What is another word for interestingness?

Pronunciation: [ˈɪntɹəstɪŋnəs] (IPA)

Interestingness refers to the quality of being engaging, captivating or thought-provoking. It is a popular topic for writers, scholars, and researchers. Various synonyms can be used to describe interestingness such as engaging, enthralling, captivating, fascinating, absorbing, intriguing, and stimulating. Engaging refers to something that attracts someone's attention and keeps them interested. Enthralling describes something that is captivating and holds one's attention. Captivating means attractive enough to seize someone's attention. Fascinating implies a sense of curiosity and is generating various questions. Absorbing means engaging or engrossing, while intriguing means to arouse someone's curiosity. Stimulating pertains to something that excites and challenges the mind. All these synonyms describe interestingness, making it an exciting and captivating topic for exploration and investigation.

What are the hypernyms for Interestingness?

A hypernym is a word with a broad meaning that encompasses more specific words called hyponyms.

What are the hyponyms for Interestingness?

Hyponyms are more specific words categorized under a broader term, known as a hypernym.

What are the antonyms for Interestingness?

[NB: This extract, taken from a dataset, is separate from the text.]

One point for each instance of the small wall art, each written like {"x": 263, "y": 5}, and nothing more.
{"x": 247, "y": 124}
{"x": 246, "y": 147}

Usage examples for Interestingness

"All literature," says Mr. Arnold Bennett, in one of his stimulating essays, "is the expression of feeling, of passion, of emotion, caused by a sensation of the interestingness of life.
"The So-called Human Race"
Bert Leston Taylor
They got no answer to this for three weeks, and had given up all hope and come to the depressing conclusion that they must have betrayed their want of intelligence and interestingness right away, when one day a letter came from General Headquarters in France, addressed To Both the Miss Twinklers, and it was a long letter, pages long, from the slightly wounded officer, telling them he had been patched up again and sent back to the front, and their answer to his advertisement had been forwarded to him there, and that he had had heaps of other answers to it, and that the one he had liked best of all was theirs; and that some day he hoped when he was back again, and able to drive himself, to show them how glorious motoring was, if their mother would bring them,-quick motoring in his racing car, sixty miles an hour motoring, flashing through the wonders of the New Forest, where he lived.
"Christopher and Columbus"
Countess Elizabeth Von Arnim
But before naming these "factors of interestingness," may we not also name and discuss briefly some other essentials in the matter of creating and maintaining interest?
"Principles of Teaching"
Adam S. Bennion

Famous quotes with Interestingness

  • so revolutionary in many ways, is nevertheless easily recognizable as the descendant of these [, , and ] three great popular romances. It has their inordinate length (it is certain that , as planned by Tsao, ran to at least a hundred chapters), their lack of faith in the interestingness of the everyday world, leading to the conviction that a realistic story must necessarily be set in a supernatural framework. It has the story-teller's tendency to put far more art into the technique of the individual séance or chapter, than into the construction of the work as a whole. It has the same moralizing tendency; for, as I have said, Chinese fiction is always on the defensive—is always, with an eye on official Puritanism, trying to prove that, like serious and approved literature, it has a "message." In indeed this message is reserved for the later chapters, which Tsao did not live to complete. But we know that the edifying final episodes (for example, Pao-Yu's entry into the Buddhist Church) were part of the author's original plan. But the is unlike all previous Chinese novels in that Tsao, instead of embroidering upon existing legends or histories, describes a group of people wholly unknown to the reader; and stranger innovation still, these people (as Dr. Hu Shih has proved) are the author and his family. All realistic novels are, of course, autobiographical, the writer's knowledge of realities being drawn chiefly from his own experience. But is autobiographical in a more complete sense. Indeed, one even feels that, were it not for the rigid framework imposed by tradition, Tsao might easily have fallen into the error of transcribing with too careful a fidelity the monotonies of actual life. [...] It is in his accounts of dreams that as an imaginative writer Tsao Hsueh-Chin rises to his greatest heights; and it is in these passages that we feel most clearly the symbolic or universal value of his characters—Pao-Yu, the hero, standing for Imagination and Poetry; his father, for all those sordid powers of pedantry and restriction that hamper the artist in his passage through life.